ユキがそっとその腕を伸ばし、拓海の頭を抱え込む。ユキが拓海の膝の上にいたこともあり、丁度拓海の顔が彼女の胸元にあたるような形で抱き込まれ、頬に暖かくやわっこい感触が確かに感じられた。流石にそれによって、状況に戸惑っていた拓海も照れを感じる。


「ちょ、ユキさん!?流石にこれはっ」

「?別にいいのに。私が猫の時にもしてたでしょ?」

「え、いや…そう言われるとそうなんだけど」

「いつもは抱っこされる側だけど、する側もいいわね。なんだか心がポカポカするわ」

「そ、そうか…そりゃよかった、けどさ」

「?拓海もいつもみたいに抱っこしてもいいのよ?それに、私の匂いも吸ってたのだし」

「いや、そうだけれどもっ」


いわゆる猫吸いは確かにまゆとユキの許可のもとしたことはある。だがそれが適用されるのはあくまで猫に対しての話であり、人間の姿のユキにそれをすることは、なんかもう、色々と絵面が大変なことになってしまう。


そうは言いながらも抱き込まれた状態で呼吸すると、必然的に顔に押し付けられているユキの身体が発する匂いも嗅いでしまう。猫の時の彼女と同じような安心を与える匂いと共に、人間の姿になったことで変わったのかどこか香水のような上品な香りが混ざっていて、拓海の鼻腔を刺激する。


「あらあら。随分と楽しそうね。でも、独り占めは良くないんじゃないかしら」


ゆかりの声が聞こえたかと思えば、今度は拓海の背中側を別の温もりが包み込む。頭を抱え込むユキに対して、ゆかりは背中側から手を伸ばして、拓海の腰まわりを抱き込むようにしながら、無理やり拓海の後ろに座り込む。それなりに大きいとはいえ、本来一人で使うことを想定されている座席、そこに3人も無理に座ると流石に狭くギュギュっと主に拓海が圧迫される。

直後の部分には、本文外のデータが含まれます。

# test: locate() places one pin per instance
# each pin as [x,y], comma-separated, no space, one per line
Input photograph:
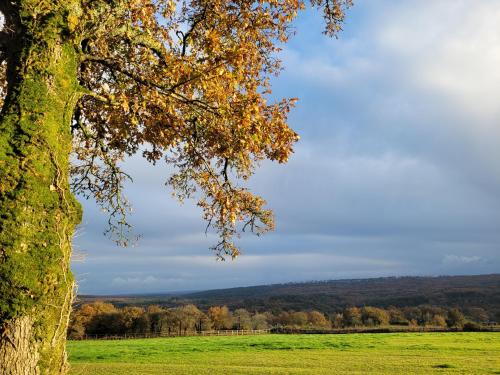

くすりと笑いながら、拓海の肩に顎を乗せながら、ゆかりが囁く。


「うふふ。あなた、やっぱり面白いわね。私とこの子を狂わせる…まるでマタタビみたい。知ってる?マタタビの実って、若いものはヒリヒリした辛みがあるのよ。まるでスパイス…黒胡椒みたい、ね」

「邪魔をしないで。今は私と拓海の時間なの。私の縄張りに、勝手に入ってこないでもらいたいわ」

「さて、どうしようかしらね。むしろここも私の縄張りにしてあげてもいいくらいなのだけれども」

「やってみなさい。でも、私は私の大切な場所を脅かす相手に、容赦するつもりはないから」


何やら自分のすぐ近くでバチバチ火花が散っているような錯覚すら覚えるやり取りに、間に挟まれた拓海はどうしたものかと考え込む以外にできることがなかった。と、


「拓海先輩、お待たせしまし…た?」

「ユキ~、お待た…へ?」


今日の交流を楽しみ切ったらしいここねとまゆが出てきて、目の前の光景に思わず固まってしまうのだった。


ここねからすると自分の付き添いで来ていた拓海が見知らぬ美少女に乗られ、いつの間にか来ていたゆかりに後ろから抱き着かれているという修羅場。


まゆからするといつの間にか来ていた見知らぬ女性が拓海に背後から抱き着いており、秘密なはずの人型になっているユキが拓海を抱きしめながらバチバチと火花を散らしている状況。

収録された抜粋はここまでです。